The prose poem is a medium difficult to describe–a paragraph? a story? a reflection? It’s shorter than a story, but not in short lines. It should make you catch your breath the way a poem does, I think. This one, by Robert Hass, does everything it should:

A Story About the Body

The young composer, working that summer at an artist’s colony, had watched her for a week. She was Japanese, a painter, almost sixty, and he thought he was in love with her. He loved her work, and her work was like the way she moved her body, used her hands, looked at him directly when she made amused and considered answers to his questions. One night, walking back from a concert, they came to her door and she turned to him and said, “I think you would like to have me. I would like that too, but I must tell you that I have a double mastectomy,” and when he didn’t understand, “I’ve lost both my breasts.” The radiance that he had carried around in his belly and chest cavity–like music–withered very quickly and he made himself look at her she he said, “I’m sorry. I don’t think I could.” He walked back to his own cabin through the pines, and in the morning he found a small blue bowl on the porch outside his door. It looked to be full of rose petals, but he found when he picked it up that the rose petals were on top; the rest of the bowl–she must have swept them for the corners of her studio–was full of dead bees.

Robert Hass

I love how this story seems both pared down to the essentials and so natural, as if the poet were simply speaking to you, telling a story that at the end resonates like a stone dropped in a pool.  So many echoes of feeling and experience radiate outward from the revelation to the gift.

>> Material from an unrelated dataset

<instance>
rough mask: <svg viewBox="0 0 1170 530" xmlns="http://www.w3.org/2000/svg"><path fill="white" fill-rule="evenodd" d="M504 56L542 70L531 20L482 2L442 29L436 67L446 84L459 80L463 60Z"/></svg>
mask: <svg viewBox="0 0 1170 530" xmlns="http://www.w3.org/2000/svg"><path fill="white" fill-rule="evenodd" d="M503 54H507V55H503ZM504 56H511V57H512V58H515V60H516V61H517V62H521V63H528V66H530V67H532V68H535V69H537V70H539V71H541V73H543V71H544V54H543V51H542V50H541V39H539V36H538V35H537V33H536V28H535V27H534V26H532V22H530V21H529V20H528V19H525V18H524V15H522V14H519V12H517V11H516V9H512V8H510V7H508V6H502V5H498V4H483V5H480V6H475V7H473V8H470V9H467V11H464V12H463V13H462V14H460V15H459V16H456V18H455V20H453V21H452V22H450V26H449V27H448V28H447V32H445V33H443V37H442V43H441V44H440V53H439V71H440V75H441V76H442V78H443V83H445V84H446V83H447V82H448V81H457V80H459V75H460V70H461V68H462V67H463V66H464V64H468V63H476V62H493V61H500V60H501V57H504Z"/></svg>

It reminded me of a performance I saw maybe twenty years ago in a high school gym in Concord, California. It was a group called Women Walking Tall, women who dance on stilts. I don’t know if the group had a lesbian orientation; I’d just come for a dance performance. Concord can be a redneck town, though, and apparently someone felt this group was suspect. The street was lined with anti-lesbian protesters interspersed with police. The long walk from the car seemed charged and dangerous, and the lighted gym felt like a besieged enclave. We sat on the bleachers, subdued and a little apprehensive. Finally the music started, slow and rhythmic; then eight or ten women came emerged, dancing on very, very tall stilts. They wore green and gold fringed pants that covered their legs and the stilts, so that they looked not so much like women on stilts as like some kind of long-legged, elegant creatures. From the waist up they were bare-chested. At least two of the women had had mastectomies. The long scars were like part of the costume. The women drew no attention to their breasts, present or absent; they simply and joyously inhabited their bodies. They danced in circles, slowly at first, then more and more wildly–exuberant and skillful. The small gym floor transformed into a ritual circle in praise of the living body. The noise of the protesters’ chants became part of the dance along with the red and blue strobes from the police cars flashing through the windows. Inside, we were part of a spell so strong that I have never feared physical disfiguration since–the dancers showed me that it is possible to praise the flesh whatever its form.